ECLI:NL:GHAMS:2017:747

Gerechtshof Amsterdam

Datum uitspraak
7 maart 2017
Publicatiedatum
10 maart 2017
Zaaknummer
200.193.503/01
Instantie
Gerechtshof Amsterdam
Type
Uitspraak
Rechtsgebied
Civiel recht
Procedures
  • Hoger beroep
Vindplaatsen
  • Rechtspraak.nl
AI samenvatting door LexboostAutomatisch gegenereerd

Huur bedrijfsruimte en niet-tijdige opzegging met betrekking tot schriftelijke overeenkomst

In deze zaak gaat het om een hoger beroep betreffende de huur van bedrijfsruimte.

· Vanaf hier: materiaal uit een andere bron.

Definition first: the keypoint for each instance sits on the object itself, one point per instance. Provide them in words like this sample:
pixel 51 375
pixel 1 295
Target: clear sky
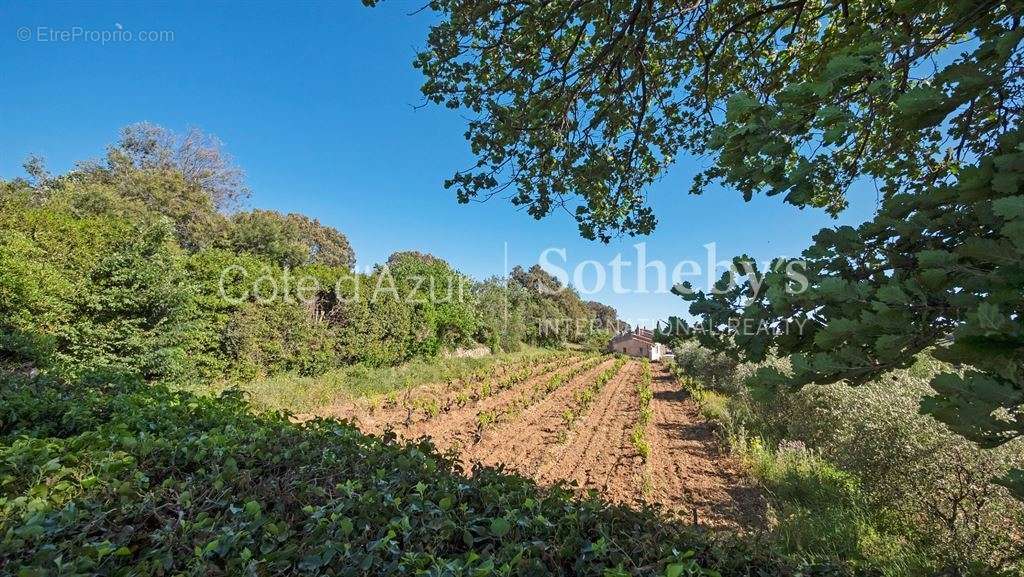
pixel 315 101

De appellanten, een tattooshop, hebben in hoger beroep beroep ingesteld tegen een vonnis van de kantonrechter in de rechtbank Noord-Holland. De kantonrechter had geoordeeld dat de huurovereenkomst tussen de partijen per 31 december 2014 was geëindigd en dat de appellanten hoofdelijk moesten betalen aan de geïntimeerde, die de verhuurder is, een bedrag van € 6.658,88, vermeerderd met wettelijke rente. De appellanten stelden dat zij een afspraak hadden gemaakt met de makelaar van de verhuurder over een proefjaar, maar het hof oordeelde dat zij onvoldoende bewijs hadden geleverd voor deze stelling. Het hof concludeerde dat de huurovereenkomst duidelijk was en dat de appellanten niet tijdig hadden opgezegd. De grieven van de appellanten, waaronder een beroep op redelijkheid en billijkheid, werden verworpen. Het hof bekrachtigde het vonnis van de kantonrechter en veroordeelde de appellanten in de kosten van het hoger beroep.

Uitspraak

GERECHTSHOF AMSTERDAM

afdeling civiel recht en belastingrecht, team I
zaaknummer : 200.193.503/01
zaak-/rolnummer rechtbank Noord-Holland : 3610921 \ CV EXPL 14-8389
arrest van de meervoudige burgerlijke kamer van 7 maart 2017 (bij vervroeging)
inzake

1.[appellante sub 1] , h.o.d.n. [tattooshop] ,

2.
[appellant sub 2],
beiden wonend te [plaats A] ,
appellanten,
advocaat: mr. R. Kiewitt te Alkmaar,
tegen
[geïntimeerde],
wonend te [plaats B] ,
geïntimeerde,
advocaat: mr. S.N. Peijnenburg te Noord-Scharwoude.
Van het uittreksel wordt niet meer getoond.